(Adds analyst comment, central bank minutes)
By Hatice Aydogdu
ANKARA, Oct 31 (Reuters) - Turkey's weakening lira currency will boost fourth-quarter inflation, the central bank said on Friday as it raised its forecast for end-2008 inflation by 0.5 percentage points to 11.1 percent.
The lira
Swings in the lira's exchange rate are expected to add 1.2 percentage point to inflation this year and 1.5 points in 2009, the governor of the central bank, Durmus Yilmaz, told a news conference on the bank's latest quarterly inflation report.
However, easing energy prices will help offset some of the impact of currency moves and service price inflation will ease markedly due to weak demand, the central bank said.
Yilmaz said inflation would be in a range of 6.1-9.1 percent in 2009 and 4.3-7.9 percent in 2010. Inflation was expected to fall to 5.4 percent as of the third quarter of 2011.
The latest 2008 inflation forecast was above an official target of 4 percent for this year. In September, Turkey's consumer prices rose 11.13 percent from the previous year and in July the bank had forecast an end-year rate of 10.6 percent.
He said official inflation targets for the next three years were "attainable". It has a target for next year of 7.5 percent.
Goldman Sachs economist Ahmet Akarli said the overall tone of the inflation report was dovish but that the bank had to balance its desire to cut interest rates with its concern about global financial market volatility.
"So the central bank remains cautious and is likely to sit tight for now and do its best to ensure the orderly functioning of local money and forex markets," he said.
GROWTH
Yilmaz said the government's 4 percent growth for 2009 could be missed given the condition of the world economy. Growth slowed to 1.9 percent in the second quarter from rates of nearly 7 percent in recent years.
Turning to relations with the International Monetary Fund, Yilmaz said Turkey needed an external anchor to press ahead with economic reforms.
Turkey has yet to decide whether it will sign a precautionary standby deal with the IMF, as urged by business leaders. The country's previous $10 billion stand-by deal -- which stipulated conditions related to loans -- expired in May.
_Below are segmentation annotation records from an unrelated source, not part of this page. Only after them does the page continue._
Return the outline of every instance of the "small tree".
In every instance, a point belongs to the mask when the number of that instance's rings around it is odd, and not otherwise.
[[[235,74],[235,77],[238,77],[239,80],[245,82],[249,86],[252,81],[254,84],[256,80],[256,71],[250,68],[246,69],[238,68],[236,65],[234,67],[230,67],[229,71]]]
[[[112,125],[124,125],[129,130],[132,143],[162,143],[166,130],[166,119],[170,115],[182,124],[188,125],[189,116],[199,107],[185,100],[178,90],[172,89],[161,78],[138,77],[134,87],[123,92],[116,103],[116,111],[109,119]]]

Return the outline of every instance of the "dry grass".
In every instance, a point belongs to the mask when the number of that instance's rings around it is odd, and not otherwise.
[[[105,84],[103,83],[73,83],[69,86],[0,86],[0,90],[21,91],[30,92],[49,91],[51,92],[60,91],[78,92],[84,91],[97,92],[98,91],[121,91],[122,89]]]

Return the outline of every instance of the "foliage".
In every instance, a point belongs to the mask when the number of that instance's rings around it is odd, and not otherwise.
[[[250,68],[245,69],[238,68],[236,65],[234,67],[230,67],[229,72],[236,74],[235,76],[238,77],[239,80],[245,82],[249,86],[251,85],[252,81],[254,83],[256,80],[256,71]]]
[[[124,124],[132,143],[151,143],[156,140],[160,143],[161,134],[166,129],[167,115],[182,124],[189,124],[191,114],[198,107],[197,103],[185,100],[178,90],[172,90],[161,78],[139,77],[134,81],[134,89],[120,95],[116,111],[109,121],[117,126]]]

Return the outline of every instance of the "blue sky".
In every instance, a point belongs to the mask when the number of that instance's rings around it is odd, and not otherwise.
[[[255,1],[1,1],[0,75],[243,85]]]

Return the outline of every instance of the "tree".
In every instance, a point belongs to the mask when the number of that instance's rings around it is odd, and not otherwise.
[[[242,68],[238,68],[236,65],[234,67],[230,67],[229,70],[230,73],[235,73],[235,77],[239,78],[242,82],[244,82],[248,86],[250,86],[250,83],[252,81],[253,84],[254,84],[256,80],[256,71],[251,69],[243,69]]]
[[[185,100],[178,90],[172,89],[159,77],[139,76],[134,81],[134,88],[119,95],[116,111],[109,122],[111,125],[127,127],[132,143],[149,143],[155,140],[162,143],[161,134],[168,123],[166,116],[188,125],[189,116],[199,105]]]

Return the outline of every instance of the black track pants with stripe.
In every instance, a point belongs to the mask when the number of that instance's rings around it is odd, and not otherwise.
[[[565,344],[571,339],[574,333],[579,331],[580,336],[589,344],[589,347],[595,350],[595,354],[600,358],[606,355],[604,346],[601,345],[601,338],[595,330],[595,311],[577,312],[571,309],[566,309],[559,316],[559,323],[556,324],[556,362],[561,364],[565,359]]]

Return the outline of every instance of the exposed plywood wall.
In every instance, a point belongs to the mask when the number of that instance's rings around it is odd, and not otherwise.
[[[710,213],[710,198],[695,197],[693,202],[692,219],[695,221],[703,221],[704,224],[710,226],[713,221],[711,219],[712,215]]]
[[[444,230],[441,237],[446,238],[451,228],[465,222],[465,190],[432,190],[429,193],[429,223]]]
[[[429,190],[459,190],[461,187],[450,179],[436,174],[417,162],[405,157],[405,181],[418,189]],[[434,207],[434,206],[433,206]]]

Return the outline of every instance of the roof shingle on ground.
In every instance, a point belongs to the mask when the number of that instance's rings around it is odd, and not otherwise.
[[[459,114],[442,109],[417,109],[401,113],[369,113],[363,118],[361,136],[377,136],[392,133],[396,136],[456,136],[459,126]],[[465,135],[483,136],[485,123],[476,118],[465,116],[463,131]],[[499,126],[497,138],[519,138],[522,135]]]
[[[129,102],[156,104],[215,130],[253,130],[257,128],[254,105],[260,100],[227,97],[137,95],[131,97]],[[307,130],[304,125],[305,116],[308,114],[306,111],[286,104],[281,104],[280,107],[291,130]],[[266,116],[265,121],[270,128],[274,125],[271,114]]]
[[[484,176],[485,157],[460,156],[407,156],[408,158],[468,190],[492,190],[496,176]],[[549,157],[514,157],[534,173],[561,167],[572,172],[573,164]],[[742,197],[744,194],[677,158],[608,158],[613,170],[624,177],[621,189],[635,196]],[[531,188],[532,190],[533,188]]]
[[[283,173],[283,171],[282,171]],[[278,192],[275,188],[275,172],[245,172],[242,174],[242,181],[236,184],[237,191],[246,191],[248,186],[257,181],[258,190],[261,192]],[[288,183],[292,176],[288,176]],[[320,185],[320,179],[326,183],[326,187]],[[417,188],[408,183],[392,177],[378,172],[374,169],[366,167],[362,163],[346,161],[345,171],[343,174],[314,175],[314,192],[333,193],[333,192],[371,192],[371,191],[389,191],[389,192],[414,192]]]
The government said it would not welcome excessive spending curbs imposed on Turkey by the IMF.
The central bank, which left its key borrowing rate at 16.75 percent this month but trimmed the lending rate to 19.75 percent, was closely monitoring the impact of the rising risk premium on pricing behaviour, Yilmaz said.
The minutes of the central bank's latest monetary policy committee meeting showed the spread between the two rates may narrow further in the coming period.